Agora, imaginem o improvável caso de Fernando Ruas não querer saber sobre o custo de oportunidade do dinheiro investivo pelo Estado e UE... Assim, só tem de se "preocupar" com o retorno dos "seus" 576 mil euros investidos!
A julgar pela data de conclusão da obra (2005) e a data das eleições autárquicas (também 2005???) posso facilmente "adivinhar" qual o retorno pretendido pelo "seu" investimento: votos para o reeleger!!!

Mas, - perguntarão os visienses imunes a tais "artimanhas" - qual o custo de oportunidade desses 576.000 euros? Algumas sugestões:
1. compra de 7 novos autocarros (custo unitário: 75 mil euros): que, em comparação com o funicular, têm uma opção de percursos mais abrangente e menores custos de manutenção (quantos especialistas em funiculares haverá em Portugal?);
2. aquisição de mais 3 autocarros eléctricos (custo unitário: 150 mil euros) a juntar aos dois já encomendados;
3. compra de 38.400 novos livros para as bibliotecas do concelho (custo unitário: 15 euros);
4. compra de 576 novos computadores para as escolas secundárias do concelho (custo unitário: 1.000 euros);
5. entrada livre, no Museu Grão-Vasco, de 384 mil visitantes (taxa de ingresso: 1,5 euros) que, considerando o recorde de visitantes (no ano 2000: 30 mil), representa as receitas de bilheteira da próxima década;
6. oferta de 16.457 livros técnicos aos gestores das empresas do concelho (custo unitário: 35 euros);
7. financiamento de 11.520 horas de cursos de formação aos trabalhadores das empresas do concelho (custo por hora de formação: 50 euros);
8. modernização dos serviços camarários - objectivo: maior qualidade - (investimento distribuído por servidores, computadores, software e formação dos funcionários camarários);
9. redução dos impostos municipais (é pouco, mas seria um bom começo).

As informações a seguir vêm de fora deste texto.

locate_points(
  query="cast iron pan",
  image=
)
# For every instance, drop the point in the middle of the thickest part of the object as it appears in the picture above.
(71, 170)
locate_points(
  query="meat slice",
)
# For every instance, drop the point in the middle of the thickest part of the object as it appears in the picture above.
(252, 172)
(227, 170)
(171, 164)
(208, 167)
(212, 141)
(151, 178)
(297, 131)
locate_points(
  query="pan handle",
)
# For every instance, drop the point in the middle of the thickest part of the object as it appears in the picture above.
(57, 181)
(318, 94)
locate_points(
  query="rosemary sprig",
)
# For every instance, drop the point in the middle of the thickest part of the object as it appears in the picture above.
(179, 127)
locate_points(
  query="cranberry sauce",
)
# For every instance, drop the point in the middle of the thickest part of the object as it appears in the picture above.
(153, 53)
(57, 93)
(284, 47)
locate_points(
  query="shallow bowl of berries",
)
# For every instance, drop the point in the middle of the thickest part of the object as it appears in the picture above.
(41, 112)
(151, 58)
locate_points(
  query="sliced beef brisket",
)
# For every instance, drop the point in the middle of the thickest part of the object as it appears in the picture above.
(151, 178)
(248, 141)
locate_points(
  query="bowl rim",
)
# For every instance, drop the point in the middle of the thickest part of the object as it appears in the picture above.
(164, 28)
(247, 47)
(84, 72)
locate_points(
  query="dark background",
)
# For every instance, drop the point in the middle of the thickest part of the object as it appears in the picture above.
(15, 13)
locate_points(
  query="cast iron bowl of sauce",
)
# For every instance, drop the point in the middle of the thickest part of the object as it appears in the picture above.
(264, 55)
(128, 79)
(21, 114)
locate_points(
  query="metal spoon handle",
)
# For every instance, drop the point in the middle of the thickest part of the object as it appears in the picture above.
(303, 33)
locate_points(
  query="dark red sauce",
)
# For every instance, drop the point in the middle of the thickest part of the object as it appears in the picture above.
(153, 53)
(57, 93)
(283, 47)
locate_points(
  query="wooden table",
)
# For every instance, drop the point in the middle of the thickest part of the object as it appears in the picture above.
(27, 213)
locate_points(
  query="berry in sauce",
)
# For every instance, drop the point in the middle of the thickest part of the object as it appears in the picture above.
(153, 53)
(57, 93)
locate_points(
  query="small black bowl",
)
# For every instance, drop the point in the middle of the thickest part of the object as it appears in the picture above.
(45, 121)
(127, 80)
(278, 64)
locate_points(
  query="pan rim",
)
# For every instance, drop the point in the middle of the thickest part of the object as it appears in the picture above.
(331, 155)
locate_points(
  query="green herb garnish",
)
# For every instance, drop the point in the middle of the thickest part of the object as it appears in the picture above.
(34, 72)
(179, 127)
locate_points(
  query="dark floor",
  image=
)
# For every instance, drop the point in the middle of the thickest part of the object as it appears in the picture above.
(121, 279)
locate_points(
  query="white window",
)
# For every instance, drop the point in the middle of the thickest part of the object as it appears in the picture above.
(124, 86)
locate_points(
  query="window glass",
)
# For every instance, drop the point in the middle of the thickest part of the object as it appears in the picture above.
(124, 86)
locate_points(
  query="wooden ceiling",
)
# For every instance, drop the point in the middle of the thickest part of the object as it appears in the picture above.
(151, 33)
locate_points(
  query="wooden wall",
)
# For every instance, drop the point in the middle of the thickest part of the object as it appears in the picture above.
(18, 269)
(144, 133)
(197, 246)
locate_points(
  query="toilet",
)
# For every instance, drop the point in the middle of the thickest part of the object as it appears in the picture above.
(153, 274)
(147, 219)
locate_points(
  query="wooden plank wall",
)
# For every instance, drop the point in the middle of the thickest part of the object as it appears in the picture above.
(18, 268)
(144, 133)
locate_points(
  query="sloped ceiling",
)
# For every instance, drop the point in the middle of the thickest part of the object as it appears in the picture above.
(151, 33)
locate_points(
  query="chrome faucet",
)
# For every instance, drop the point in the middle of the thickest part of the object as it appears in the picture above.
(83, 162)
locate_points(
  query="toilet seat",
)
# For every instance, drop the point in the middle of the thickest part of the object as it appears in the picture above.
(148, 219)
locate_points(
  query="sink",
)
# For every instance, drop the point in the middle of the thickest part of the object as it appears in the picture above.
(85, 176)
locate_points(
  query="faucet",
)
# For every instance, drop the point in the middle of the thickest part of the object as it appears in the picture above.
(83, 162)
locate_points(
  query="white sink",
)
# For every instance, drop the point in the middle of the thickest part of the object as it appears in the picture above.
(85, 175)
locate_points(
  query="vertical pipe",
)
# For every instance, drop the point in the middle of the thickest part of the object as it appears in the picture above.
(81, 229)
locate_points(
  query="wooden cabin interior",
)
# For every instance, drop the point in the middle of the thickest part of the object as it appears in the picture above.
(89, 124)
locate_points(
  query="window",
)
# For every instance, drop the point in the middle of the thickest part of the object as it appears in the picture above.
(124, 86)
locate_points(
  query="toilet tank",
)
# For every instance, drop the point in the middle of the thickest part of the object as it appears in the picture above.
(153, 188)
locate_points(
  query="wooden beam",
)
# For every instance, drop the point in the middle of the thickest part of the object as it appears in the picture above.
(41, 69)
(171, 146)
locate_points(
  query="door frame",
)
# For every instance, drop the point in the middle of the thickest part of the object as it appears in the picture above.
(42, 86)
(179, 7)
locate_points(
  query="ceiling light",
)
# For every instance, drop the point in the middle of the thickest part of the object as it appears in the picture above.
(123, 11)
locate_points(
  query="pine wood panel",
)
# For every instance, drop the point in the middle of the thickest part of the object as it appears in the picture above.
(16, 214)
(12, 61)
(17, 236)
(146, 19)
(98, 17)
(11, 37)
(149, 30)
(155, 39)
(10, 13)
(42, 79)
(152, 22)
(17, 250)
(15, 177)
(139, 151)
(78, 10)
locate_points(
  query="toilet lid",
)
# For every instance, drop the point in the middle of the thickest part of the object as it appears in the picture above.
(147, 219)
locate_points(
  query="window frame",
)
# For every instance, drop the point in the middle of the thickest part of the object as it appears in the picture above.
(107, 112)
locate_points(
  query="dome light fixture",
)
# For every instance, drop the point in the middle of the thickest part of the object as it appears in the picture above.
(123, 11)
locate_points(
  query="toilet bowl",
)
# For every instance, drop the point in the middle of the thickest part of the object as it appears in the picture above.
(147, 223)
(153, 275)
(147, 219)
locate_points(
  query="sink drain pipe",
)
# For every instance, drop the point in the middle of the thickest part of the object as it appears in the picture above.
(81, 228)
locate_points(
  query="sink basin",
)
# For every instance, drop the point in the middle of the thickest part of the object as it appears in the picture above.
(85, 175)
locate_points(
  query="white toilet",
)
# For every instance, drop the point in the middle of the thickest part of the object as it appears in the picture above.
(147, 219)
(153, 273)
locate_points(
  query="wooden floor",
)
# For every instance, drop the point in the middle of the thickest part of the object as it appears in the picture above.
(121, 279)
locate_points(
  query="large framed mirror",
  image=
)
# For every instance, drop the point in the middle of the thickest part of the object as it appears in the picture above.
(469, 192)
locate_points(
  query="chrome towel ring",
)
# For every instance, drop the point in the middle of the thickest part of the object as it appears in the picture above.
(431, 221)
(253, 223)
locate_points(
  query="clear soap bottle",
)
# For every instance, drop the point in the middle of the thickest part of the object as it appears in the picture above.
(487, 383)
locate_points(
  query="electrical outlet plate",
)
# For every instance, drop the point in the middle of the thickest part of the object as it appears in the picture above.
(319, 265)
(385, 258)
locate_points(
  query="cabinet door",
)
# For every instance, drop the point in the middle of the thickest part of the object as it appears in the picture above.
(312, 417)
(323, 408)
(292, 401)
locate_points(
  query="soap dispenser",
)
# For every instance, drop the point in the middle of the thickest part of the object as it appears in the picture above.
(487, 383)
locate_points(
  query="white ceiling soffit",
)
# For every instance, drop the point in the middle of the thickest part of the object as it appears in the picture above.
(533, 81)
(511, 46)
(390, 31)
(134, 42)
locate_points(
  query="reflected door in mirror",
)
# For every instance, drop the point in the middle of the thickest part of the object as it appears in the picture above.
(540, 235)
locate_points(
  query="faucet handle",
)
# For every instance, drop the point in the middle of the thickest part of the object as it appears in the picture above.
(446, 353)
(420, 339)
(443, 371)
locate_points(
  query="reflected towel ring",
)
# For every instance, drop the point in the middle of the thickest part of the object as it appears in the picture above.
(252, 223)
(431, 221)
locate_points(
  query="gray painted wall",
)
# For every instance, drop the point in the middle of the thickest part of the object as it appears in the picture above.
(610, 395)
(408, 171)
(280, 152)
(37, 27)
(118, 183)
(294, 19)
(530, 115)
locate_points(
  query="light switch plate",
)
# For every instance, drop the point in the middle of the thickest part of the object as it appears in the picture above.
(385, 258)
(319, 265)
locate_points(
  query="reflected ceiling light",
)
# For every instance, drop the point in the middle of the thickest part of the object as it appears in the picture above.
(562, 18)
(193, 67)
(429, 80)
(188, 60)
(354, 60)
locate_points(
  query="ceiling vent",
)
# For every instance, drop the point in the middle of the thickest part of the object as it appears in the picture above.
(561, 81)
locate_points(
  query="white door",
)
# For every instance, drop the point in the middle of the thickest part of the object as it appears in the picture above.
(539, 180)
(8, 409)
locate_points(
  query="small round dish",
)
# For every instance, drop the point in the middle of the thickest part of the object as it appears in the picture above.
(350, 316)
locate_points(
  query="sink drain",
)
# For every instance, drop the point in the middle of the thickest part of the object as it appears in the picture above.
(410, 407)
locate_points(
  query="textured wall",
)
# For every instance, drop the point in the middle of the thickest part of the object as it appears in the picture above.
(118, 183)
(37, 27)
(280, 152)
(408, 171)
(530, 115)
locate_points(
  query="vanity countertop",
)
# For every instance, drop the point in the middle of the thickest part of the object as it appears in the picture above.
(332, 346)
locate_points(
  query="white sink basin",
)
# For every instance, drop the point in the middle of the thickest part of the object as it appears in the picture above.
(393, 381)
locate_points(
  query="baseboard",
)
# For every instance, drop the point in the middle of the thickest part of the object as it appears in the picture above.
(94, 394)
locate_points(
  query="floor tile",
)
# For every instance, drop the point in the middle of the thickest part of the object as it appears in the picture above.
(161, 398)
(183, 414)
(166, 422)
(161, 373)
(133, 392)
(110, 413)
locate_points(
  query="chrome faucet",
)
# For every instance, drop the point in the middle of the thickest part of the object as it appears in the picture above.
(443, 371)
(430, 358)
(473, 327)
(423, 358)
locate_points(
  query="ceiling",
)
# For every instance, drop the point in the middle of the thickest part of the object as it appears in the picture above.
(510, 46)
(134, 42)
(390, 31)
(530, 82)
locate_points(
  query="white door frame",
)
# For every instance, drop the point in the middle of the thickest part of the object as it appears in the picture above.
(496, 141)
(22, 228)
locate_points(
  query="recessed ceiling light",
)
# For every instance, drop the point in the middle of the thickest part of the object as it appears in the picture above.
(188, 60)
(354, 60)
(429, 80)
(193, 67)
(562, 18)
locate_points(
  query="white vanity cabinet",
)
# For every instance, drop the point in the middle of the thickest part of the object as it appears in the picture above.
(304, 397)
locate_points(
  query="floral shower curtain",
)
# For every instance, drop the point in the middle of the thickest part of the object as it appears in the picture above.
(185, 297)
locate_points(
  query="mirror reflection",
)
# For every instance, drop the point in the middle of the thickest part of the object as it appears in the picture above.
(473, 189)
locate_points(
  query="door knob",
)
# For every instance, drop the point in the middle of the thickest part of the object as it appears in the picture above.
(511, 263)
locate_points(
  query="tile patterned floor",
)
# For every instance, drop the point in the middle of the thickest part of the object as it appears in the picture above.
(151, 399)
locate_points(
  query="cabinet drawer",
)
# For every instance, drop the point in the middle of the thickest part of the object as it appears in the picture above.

Contudo, a "vaidade" de Fernando Ruas impede-o de ter em atenção o custo de oportunidade do dinheiro do Estado e UE. Os 4,224 milhões de euros destas instituições tiveram origem em impostos que, não sendo cobrados, significariam maior riqueza para os seus contribuintes (portugueses, alemães, franceses, ingleses, etc). Maior riqueza implicaria maiores investimentos e/ou maior consumo, o que acabaria por beneficiar as empresas portuguesas e seus trabalhadores (até os do concelho de Viseu!). Por outras palavras, o "capricho" de Ruas é um óptimo exemplo dos investimentos públicos que "atrasam" o desenvolvimento económico de Portugal.

Nota: tal como o presidente da Câmara Municipal de Viseu, a maioria dos cidadãos também não faz a contabilidade do que não é "visível": ignoram os custos de oportunidade dos investimentos públicos. Fernando Ruas espera essa "ignorância" dos visienses, para ser reeleito.... em 2005!!!